We are currently reading Parag Khanna’s new book The Second World - Empires and Influence in The New Global Order, the talk of the town these days.

Since we couldn’t wait to do a post on the book, we gave it something like the Washington read (flipping through the index to find what’s of interest). A full review of The Second World will follow after we finish reading the book.

Here’s what we uncovered about Parag Khanna’s take on India - India just does not count.

Khanna does not mince words on India:

India is big but not yet important. Outsourcing has made it a leading back office for Western firms, but except for a few segregated twenty-first century oases of development, India is almost completely third-world, most of its billion-plus people living in poverty. (P.276)

There is more criticism.

China has order and one day may have democracy. India has democracy but achieves less because it is chaotic. The link between trade and development that China exemplifies is almost absent in India.
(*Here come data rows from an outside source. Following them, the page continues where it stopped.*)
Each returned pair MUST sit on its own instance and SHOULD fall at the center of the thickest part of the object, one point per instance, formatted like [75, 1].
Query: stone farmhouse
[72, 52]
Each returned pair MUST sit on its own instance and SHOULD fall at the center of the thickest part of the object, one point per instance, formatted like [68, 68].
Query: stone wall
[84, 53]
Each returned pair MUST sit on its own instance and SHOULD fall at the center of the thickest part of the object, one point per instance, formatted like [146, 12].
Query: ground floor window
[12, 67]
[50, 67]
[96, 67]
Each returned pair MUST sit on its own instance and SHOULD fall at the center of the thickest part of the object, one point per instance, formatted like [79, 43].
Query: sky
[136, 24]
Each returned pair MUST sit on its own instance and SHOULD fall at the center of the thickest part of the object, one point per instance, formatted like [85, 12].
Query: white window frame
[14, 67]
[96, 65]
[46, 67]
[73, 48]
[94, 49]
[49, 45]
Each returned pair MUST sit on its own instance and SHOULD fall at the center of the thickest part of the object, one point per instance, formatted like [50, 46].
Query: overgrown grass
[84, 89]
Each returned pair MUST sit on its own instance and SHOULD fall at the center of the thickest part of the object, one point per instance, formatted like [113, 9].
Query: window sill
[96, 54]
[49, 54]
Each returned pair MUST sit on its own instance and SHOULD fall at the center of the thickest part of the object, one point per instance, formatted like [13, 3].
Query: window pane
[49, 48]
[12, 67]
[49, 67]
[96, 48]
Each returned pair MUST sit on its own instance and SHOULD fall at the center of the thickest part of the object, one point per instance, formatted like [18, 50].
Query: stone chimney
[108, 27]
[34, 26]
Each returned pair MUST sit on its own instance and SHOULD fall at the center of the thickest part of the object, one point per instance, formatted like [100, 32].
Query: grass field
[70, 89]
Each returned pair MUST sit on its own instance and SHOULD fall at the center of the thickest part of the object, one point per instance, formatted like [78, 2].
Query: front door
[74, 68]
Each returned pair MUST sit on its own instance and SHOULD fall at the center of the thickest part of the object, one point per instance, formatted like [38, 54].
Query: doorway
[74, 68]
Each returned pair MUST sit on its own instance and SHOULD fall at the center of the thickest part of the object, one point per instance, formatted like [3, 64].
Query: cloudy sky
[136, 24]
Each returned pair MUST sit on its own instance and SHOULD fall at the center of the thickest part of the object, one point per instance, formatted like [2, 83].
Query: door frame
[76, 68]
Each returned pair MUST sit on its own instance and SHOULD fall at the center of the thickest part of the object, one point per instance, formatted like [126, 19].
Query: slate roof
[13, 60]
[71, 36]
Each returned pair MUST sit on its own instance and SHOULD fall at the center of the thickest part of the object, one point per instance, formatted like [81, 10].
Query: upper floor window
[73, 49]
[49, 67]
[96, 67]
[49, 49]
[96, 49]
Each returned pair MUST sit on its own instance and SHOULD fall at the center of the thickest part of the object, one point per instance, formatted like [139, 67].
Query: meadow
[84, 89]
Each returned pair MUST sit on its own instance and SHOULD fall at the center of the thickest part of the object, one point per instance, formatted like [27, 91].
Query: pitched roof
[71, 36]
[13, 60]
Relative to its geographical and population size, India’s government is almost invisibly weak, with a federal budget the size of Norway’s….The difference between India and China is thus not just the time lag between the advents of their current economic reform eras but also a fundamental matter of national organizational ability. Even if India rises, it will be according to Chinese rules. (P.277)

We think Parag Khanna is on the money where his analysis on India is concerned. Despite all the chest-thumping and ceaseless flow of bombast from the country, we do not believe India’s time has come.
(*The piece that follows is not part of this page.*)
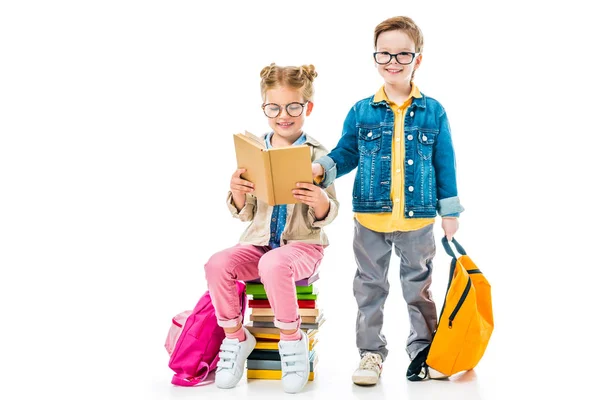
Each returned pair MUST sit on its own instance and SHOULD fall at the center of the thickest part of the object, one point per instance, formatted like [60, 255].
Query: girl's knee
[217, 265]
[271, 269]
Indeed, we remain skeptical that India will ever have a seat on the world stage given its lack of infrastructure, endemic corruption, absence of discipline, huge income inequality and weak political, administrative and judicial institutions. Given these limitations, India is destined - and doomed - to be a vassal state of the big powers, be it USA, European Union, China or some other entity.

As we said earlier, a full review of The Second World will follow later.

By the way, Parag Khanna is said to be completing his Ph.D at the London School of Economics and directs the Global Governance Initiative in the American Strategy Program of the New America Foundation.